Roy Lopez leaves Detroit for Arizona as Cardinals reshape their line

Roy Lopez leaves Detroit for Arizona as Cardinals reshape their line

For roy lopez, the next chapter comes with a familiar logo. The defensive tackle is headed back to the Arizona Cardinals on a two-year, $11. 5 million deal that includes $7 million guaranteed, leaving the Detroit Lions after a season in which he played every game. In Arizona, his move lands in the middle of a defensive line picture that also includes another return: L. J. Collier on a one-year, $2. 5 million contract.

roy lopez, a full season in Detroit, and a new deal in Arizona

Detroit signed roy lopez to a one-year, $3. 5 million deal for the 2025 season, and the Lions got the kind of availability teams count on up front. Lopez played in all 17 games, finishing with 30 tackles, 2. 0 sacks, and a pass defensed. His role was not framed as headline-making stardom, but as something that matters over a long season: depth that holds up snap after snap.

That production helped make him, in the Lions’ view, a “good depth player” in 2025. It also came within a defense that leaned on a strong run unit, where Lopez was described as a “big cog. ” The details of his pressure work were also specified: PFF credited him with 13 pressures on the season and a 63. 6 pass rush grade, a snapshot of an interior lineman who could contribute beyond plugging gaps.

Now the Lions are losing that piece, adding to a stretch in which their defense has “suffered yet another free agency loss. ” Lopez’s agreement with Arizona was one of multiple defensive departures that came together on a Monday, part of a broader churn that forces Detroit to replace snaps and roles, not just names.

Arizona Cardinals keep L. J. Collier while adding Roy Lopez

Arizona’s plans along the defensive line did not hinge on one move. The Cardinals are also bringing back defensive lineman L. J. Collier on a one-year contract worth $2. 5 million. It is the fourth one-year deal Collier has signed with Arizona, where he has been since 2023. The team’s approach places two different kinds of bets at the same position group: a multi-year commitment to Lopez and a familiar, shorter-term return for Collier.

Collier’s recent seasons in Arizona have swung between full availability and abrupt interruption. Last season, a knee injury limited him to four games, where he posted six tackles and two quarterback hits. In 2023, he tore his triceps in Week 1 and missed the rest of the season, meaning two of his three seasons with the Cardinals have been injury-shortened.

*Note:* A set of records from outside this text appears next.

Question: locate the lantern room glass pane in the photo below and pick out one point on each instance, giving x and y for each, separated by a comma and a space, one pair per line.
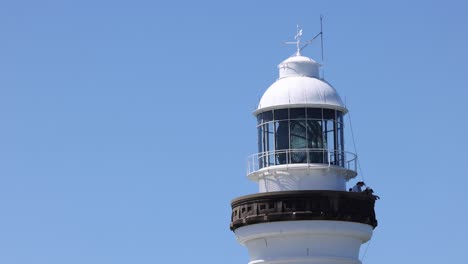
282, 141
300, 135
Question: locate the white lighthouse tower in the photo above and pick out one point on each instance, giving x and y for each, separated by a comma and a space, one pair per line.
303, 212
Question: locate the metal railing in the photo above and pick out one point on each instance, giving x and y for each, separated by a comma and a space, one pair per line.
262, 160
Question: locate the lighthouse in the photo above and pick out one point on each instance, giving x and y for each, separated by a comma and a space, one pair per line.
303, 211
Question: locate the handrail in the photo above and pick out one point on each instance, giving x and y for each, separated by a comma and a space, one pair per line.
258, 161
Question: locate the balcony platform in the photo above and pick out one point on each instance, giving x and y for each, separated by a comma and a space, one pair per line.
303, 205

Still, the record of a fully healthy year is also there. In 2024, Collier played in all 17 games and produced a career-high 29 tackles and a career-high 3. 5 sacks, plus four tackles for loss and six quarterback hits. In that context, his new one-year deal reads like continuity built on a best-case version Arizona has already seen, even while recent injuries hang over the most immediate past.

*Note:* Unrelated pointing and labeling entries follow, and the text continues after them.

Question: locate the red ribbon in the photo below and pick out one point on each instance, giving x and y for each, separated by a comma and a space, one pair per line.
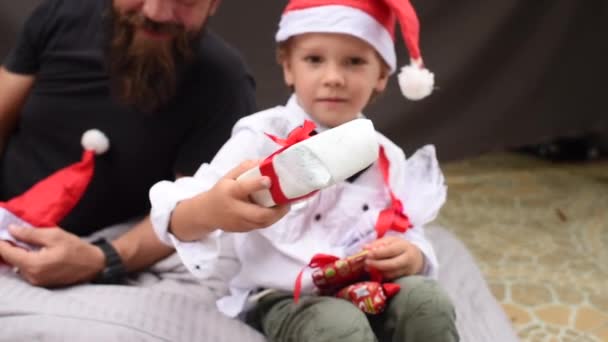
300, 133
317, 261
391, 218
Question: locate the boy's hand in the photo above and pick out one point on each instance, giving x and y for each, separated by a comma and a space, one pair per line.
226, 205
394, 257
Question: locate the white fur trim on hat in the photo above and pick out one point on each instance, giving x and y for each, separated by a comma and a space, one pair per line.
94, 139
339, 19
416, 82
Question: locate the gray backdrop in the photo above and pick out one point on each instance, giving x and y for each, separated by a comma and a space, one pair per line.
509, 72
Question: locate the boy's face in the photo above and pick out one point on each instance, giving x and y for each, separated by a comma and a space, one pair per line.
334, 75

Collier returns to a defensive line room that has Darius Robinson, Walter Nolen, and Dante Stills under contract. P. J. Mustipher is listed as an exclusive rights free agent and is expected to be back. Into that mix comes Lopez, a player Arizona is bringing “back” as well—another returner, but on a different contract path and after a full season in Detroit.

Detroit Lions losses, Tyleik Williams’ snaps, and DJ Reader’s decision

Lopez’s departure lands in Detroit as both a subtraction and a prompt. The Lions are expected to give 2025 first-round pick Tyleik Williams a bigger role this upcoming season after he played 446 snaps, compared with Lopez’s 425. That comparison captures the fine margins in a rotation: the difference between a role player and the next player asked to become more than that.

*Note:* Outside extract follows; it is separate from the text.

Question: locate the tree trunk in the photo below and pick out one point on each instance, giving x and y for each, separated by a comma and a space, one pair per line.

Even with Williams projected for more work, the Lions still “will need more reinforcements in the defensive tackle room. ” One of the reasons is timing. Veteran nose tackle DJ Reader is facing free agency, and his status remains unresolved. Reader said he would like to return to Detroit and noted that the Lions have been talking to his agent, while adding he had not had personal communication. His words leave the decision squarely in the negotiation process, and the Lions’ interior depth chart, by extension, in motion.

Lopez’s move was also not an isolated exit. He became the third Lions defender to agree to terms with a new team on that Monday. Linebacker Alex Anzalone is signing with the Tampa Bay Buccaneers, and cornerback Amik Robertson is joining the Washington Commanders. For Detroit, it means the reshaping is spread across the defense, not confined to one position group.

For roy lopez, the change is clear and immediate: a return to the Arizona Cardinals on a two-year deal after a 17-game season in Detroit. In the same week Arizona brought back L. J. Collier on yet another one-year contract, the team’s defensive front now carries two kinds of continuity—one rooted in a familiar player on a short-term agreement, the other in a player returning on a longer commitment.